In reporting on Dance
Theatre of Harlem's decision last week to lay off its 45 dancers, we assumed
that this entailed getting out of a union contract and, further,
that it was AGMA which had let DTH out of the contract. This was
incorrect, as Allton has now set me straight. In fact, the company's
last three-year collective bargaining agreement with AGMA expired
June 30. That contract guaranteed 30 weeks of work per calendar
year; in the 2003-04 season, it was exceed by 14 weeks for a total
of 44 weeks.
So the subject of Allton
and AGMA's recent discussions with the attorney and accountant of
the financially floundering company was not trying to find a way
to renegotiate the contract to make it feasible for the company,
but, Allton explains, "to discuss extending the terms and conditions
of the present contract -- including guaranteed weeks and current
salary levels -- for a limited time, to allow them time to secure
sufficient funding to bring the dancers back to work. In these discussions
it became clear that they had exhausted their options and did not
have the ability to raise the funds to bring the dancers back to
work at the projected time, or to even pay the dancers for the engagement
at City Center as per the terms of our collective bargaining agreement.
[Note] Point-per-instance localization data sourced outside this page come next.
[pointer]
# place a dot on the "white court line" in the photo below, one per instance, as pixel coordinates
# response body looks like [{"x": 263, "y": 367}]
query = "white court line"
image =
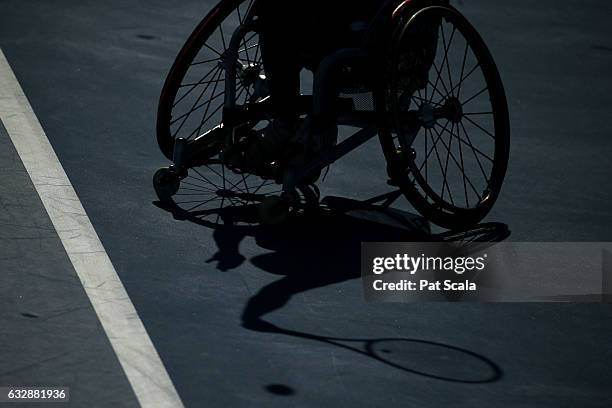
[{"x": 128, "y": 337}]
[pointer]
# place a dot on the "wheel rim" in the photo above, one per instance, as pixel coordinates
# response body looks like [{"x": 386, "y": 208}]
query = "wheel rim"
[
  {"x": 193, "y": 96},
  {"x": 458, "y": 157}
]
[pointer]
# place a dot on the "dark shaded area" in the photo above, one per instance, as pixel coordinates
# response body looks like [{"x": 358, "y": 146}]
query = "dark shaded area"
[{"x": 94, "y": 85}]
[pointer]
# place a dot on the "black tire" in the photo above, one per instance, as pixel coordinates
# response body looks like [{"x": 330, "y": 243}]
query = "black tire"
[
  {"x": 191, "y": 103},
  {"x": 402, "y": 142}
]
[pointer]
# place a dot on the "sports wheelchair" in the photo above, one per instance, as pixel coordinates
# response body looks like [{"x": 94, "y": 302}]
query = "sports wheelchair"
[{"x": 419, "y": 77}]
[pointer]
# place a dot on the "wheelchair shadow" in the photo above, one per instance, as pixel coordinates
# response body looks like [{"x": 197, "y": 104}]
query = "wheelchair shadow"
[{"x": 322, "y": 249}]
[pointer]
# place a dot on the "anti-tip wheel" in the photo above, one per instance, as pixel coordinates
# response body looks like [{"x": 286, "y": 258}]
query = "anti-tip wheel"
[
  {"x": 166, "y": 183},
  {"x": 274, "y": 210}
]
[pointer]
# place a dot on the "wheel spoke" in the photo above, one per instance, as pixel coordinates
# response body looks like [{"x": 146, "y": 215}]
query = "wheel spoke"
[
  {"x": 481, "y": 128},
  {"x": 486, "y": 88},
  {"x": 466, "y": 178}
]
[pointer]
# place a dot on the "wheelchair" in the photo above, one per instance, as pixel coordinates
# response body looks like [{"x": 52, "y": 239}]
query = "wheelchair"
[{"x": 420, "y": 78}]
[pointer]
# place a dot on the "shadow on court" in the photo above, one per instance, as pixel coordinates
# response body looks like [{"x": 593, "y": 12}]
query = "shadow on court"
[{"x": 322, "y": 249}]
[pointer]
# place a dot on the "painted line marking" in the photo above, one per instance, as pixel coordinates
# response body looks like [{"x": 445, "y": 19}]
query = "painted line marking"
[{"x": 126, "y": 332}]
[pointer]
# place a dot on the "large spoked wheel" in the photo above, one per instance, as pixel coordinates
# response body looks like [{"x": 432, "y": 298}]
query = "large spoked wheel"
[
  {"x": 192, "y": 99},
  {"x": 445, "y": 131}
]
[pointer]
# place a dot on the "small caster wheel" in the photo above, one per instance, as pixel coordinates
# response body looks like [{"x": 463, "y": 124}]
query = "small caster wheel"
[
  {"x": 166, "y": 183},
  {"x": 311, "y": 197},
  {"x": 274, "y": 210}
]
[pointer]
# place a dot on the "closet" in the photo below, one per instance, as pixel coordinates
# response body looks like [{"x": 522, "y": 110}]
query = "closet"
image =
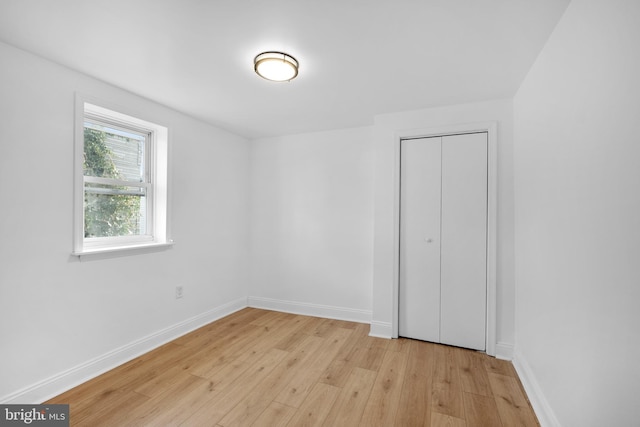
[{"x": 443, "y": 239}]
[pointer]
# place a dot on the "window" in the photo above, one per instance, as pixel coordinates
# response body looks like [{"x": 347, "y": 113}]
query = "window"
[{"x": 121, "y": 181}]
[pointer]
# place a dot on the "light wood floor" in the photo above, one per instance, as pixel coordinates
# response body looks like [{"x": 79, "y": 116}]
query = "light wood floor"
[{"x": 265, "y": 368}]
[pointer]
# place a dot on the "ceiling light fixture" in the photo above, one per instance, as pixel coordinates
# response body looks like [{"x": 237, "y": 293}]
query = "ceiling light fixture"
[{"x": 276, "y": 66}]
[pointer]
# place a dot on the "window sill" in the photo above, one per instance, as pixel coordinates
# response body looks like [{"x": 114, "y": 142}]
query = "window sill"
[{"x": 141, "y": 248}]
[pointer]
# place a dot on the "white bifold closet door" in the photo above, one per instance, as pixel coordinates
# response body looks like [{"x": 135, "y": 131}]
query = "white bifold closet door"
[{"x": 443, "y": 240}]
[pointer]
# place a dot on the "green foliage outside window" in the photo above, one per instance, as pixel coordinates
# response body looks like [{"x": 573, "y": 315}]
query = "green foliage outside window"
[{"x": 108, "y": 212}]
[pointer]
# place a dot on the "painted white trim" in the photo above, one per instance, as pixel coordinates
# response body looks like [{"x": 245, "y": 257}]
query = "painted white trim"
[
  {"x": 72, "y": 377},
  {"x": 381, "y": 330},
  {"x": 308, "y": 309},
  {"x": 492, "y": 213},
  {"x": 541, "y": 407},
  {"x": 504, "y": 351}
]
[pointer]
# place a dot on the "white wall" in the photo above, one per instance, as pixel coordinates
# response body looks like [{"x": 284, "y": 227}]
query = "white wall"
[
  {"x": 57, "y": 313},
  {"x": 385, "y": 129},
  {"x": 577, "y": 218},
  {"x": 312, "y": 222}
]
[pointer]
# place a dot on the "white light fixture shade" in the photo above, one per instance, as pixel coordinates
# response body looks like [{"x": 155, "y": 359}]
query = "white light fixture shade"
[{"x": 276, "y": 66}]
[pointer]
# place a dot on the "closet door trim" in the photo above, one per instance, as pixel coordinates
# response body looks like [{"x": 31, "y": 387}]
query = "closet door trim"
[{"x": 492, "y": 156}]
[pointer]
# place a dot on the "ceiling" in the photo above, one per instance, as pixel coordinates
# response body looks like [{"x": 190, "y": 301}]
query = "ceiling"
[{"x": 358, "y": 58}]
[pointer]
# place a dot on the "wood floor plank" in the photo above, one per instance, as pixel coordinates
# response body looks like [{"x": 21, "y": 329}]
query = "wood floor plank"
[
  {"x": 352, "y": 401},
  {"x": 442, "y": 420},
  {"x": 498, "y": 366},
  {"x": 369, "y": 352},
  {"x": 447, "y": 389},
  {"x": 472, "y": 372},
  {"x": 415, "y": 399},
  {"x": 276, "y": 415},
  {"x": 267, "y": 369},
  {"x": 316, "y": 406},
  {"x": 257, "y": 400},
  {"x": 229, "y": 396},
  {"x": 513, "y": 406},
  {"x": 300, "y": 386},
  {"x": 382, "y": 406},
  {"x": 481, "y": 411}
]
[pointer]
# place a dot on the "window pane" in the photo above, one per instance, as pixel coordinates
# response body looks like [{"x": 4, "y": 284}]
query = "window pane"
[
  {"x": 114, "y": 211},
  {"x": 113, "y": 153}
]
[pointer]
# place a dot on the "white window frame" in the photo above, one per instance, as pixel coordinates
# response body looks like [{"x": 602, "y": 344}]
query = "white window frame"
[{"x": 156, "y": 170}]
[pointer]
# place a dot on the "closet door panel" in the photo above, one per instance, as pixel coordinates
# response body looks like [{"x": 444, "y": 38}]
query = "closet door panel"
[
  {"x": 464, "y": 240},
  {"x": 419, "y": 293}
]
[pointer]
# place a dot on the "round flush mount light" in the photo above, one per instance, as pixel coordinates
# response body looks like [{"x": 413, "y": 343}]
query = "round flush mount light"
[{"x": 276, "y": 66}]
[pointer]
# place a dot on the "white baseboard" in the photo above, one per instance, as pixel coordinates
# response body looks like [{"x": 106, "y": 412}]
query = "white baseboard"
[
  {"x": 504, "y": 351},
  {"x": 541, "y": 407},
  {"x": 381, "y": 330},
  {"x": 70, "y": 378},
  {"x": 307, "y": 309}
]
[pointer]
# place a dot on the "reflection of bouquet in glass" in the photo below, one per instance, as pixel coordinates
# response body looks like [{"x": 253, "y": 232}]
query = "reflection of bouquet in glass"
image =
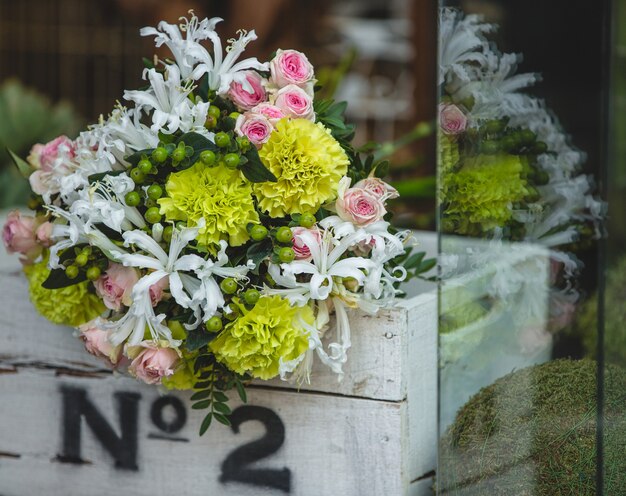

While we were willing to look at all possibilities to keep the company
going and to make reasonable concessions to make that possible,
it was obvious there was nothing that we could do that would change
their situation, including taking any legal action against them.
This does not mean that we let them out of their contract. It was
pointless to waste time and resources to to go down a path that
would produce nothing and maybe even further reduce or eliminate
their ability to recover. That is counterproductive to protecting
the interests of our dancers, which is to get them back to work
under the best contract that we can, as soon as we can. Consequently,
after lengthy discussions -- which DTH was legally obligated to
have with the union -- they had no other option but to close their
doors and regroup. Further, even though the contract has expired,
they have a collective bargaining agreement with the union and the
terms and conditions of that agreement remain in place and are enforceable
when they resume operations. DTH remains obligated to negotiate
with the union the terms and conditions of a renewal of the contract
in order to reopen."
Allton did secure the
company's commitment to pay for three months of health insurance
premiums for its dancers.
A little back-story
for you: Allton and I have been dialoguing about the DTH situation
since the Dance Insider first learned of it from other channels
last Wednesday, eventually breaking the story Friday. By 'dialoguing,'
I mean that I have been pestering her with questions the answers
to which I needed 'yesterday,' and she's been doing her best to
find time amongst her duties more directly helping members to respond.
Had I asked her predecessor to explain the DTH situation to me,
he likely would have had a three-word response: "Ask Arthur Mitchell."
In any field, a union rep. should not be telling reporters to get
the story from management. At the end of her lastest response of
yesterday, from which I've just quoted, Allton demurred, "I hope
that I did not eat my foot." As the French say, "Au contraire, Attorney
Allton." (Actually, I've yet to hear a French person say that, and
when I do, they say "What?") You didn't eat your foot; like the
dancer you are at heart, you soared from it.